A friend suggests we throw it
into space as the solution. My date’s dad is a psycho recycler, I remember
as I pass a strangely fragrant can.
He sorts everything, the chopsticks
and their wrapper separately bagged. We can’t all be like him. The system can’t need us to be
Of course, I toss takeout containers without rinsing the grease first.
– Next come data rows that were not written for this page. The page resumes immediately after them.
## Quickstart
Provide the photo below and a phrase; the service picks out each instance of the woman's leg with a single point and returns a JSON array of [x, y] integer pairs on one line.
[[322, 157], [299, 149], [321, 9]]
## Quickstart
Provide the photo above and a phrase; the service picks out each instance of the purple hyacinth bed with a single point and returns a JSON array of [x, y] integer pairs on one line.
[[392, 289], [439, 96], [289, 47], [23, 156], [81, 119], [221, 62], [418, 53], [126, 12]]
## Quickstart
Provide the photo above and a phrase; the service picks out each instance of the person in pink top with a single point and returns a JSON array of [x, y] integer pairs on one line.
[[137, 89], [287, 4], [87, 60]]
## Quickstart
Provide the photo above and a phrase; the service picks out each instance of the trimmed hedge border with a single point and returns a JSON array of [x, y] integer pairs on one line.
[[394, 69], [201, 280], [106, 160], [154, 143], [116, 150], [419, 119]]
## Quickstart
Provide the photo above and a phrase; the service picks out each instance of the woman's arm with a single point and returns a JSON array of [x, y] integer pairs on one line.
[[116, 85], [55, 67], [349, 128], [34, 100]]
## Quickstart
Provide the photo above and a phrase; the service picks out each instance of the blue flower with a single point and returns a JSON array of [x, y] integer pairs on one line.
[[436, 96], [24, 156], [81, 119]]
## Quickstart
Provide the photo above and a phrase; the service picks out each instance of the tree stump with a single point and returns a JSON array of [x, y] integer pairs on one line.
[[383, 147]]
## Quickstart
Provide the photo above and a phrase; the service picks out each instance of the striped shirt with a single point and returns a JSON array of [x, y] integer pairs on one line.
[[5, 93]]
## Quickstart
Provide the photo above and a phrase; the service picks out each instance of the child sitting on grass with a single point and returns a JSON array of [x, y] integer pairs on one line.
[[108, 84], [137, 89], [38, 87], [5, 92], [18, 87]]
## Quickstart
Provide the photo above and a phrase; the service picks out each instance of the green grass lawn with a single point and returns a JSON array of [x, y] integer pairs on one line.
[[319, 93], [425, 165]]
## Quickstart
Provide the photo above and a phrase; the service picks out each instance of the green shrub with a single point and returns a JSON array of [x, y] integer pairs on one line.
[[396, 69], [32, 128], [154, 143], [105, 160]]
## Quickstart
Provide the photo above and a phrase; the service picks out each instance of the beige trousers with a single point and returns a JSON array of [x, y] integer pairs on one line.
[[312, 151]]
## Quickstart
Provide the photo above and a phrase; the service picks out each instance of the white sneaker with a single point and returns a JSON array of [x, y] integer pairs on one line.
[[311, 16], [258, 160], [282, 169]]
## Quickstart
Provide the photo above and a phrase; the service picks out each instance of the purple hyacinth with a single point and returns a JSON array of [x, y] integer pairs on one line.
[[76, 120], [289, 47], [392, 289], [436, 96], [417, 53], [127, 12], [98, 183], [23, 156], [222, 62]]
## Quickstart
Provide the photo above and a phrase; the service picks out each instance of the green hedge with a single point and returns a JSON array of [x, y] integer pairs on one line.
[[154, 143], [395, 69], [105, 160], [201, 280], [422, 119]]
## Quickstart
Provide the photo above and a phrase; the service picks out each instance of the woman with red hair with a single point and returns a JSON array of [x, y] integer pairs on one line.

What am I if not a glutton
for convenience? Waste is easy
as moldy tomatoes tossed in the bin.
I discard what I can’t carry.
Cheap furniture. Responsibility.
The ambitious bag of bacteria
for kombucha never brewed,
still fizzing miraculously.
I empty myself gladly. Trash knows.
It barrels into a bulge, shows off
the ways we still overflow
with hunger, so much hunger
with nowhere to go.


Originally published in Breakwater Review, Issue 30



Stephanie Niu is a poet from Marietta, GA. She earned her degrees in symbolic systems and computer science from Stanford University. Her poems have appeared or are forthcoming in The Georgia Review, Southeast Review, Poets Readings the News, and Storm Cellar, as well as scientific collaborations including the 11th Annual St. Louis River Summit. She is the recipient of a Fulbright Award for work on decolonizing historical narratives of overseas Chinese laborers through digital techniques. She lives in New York City.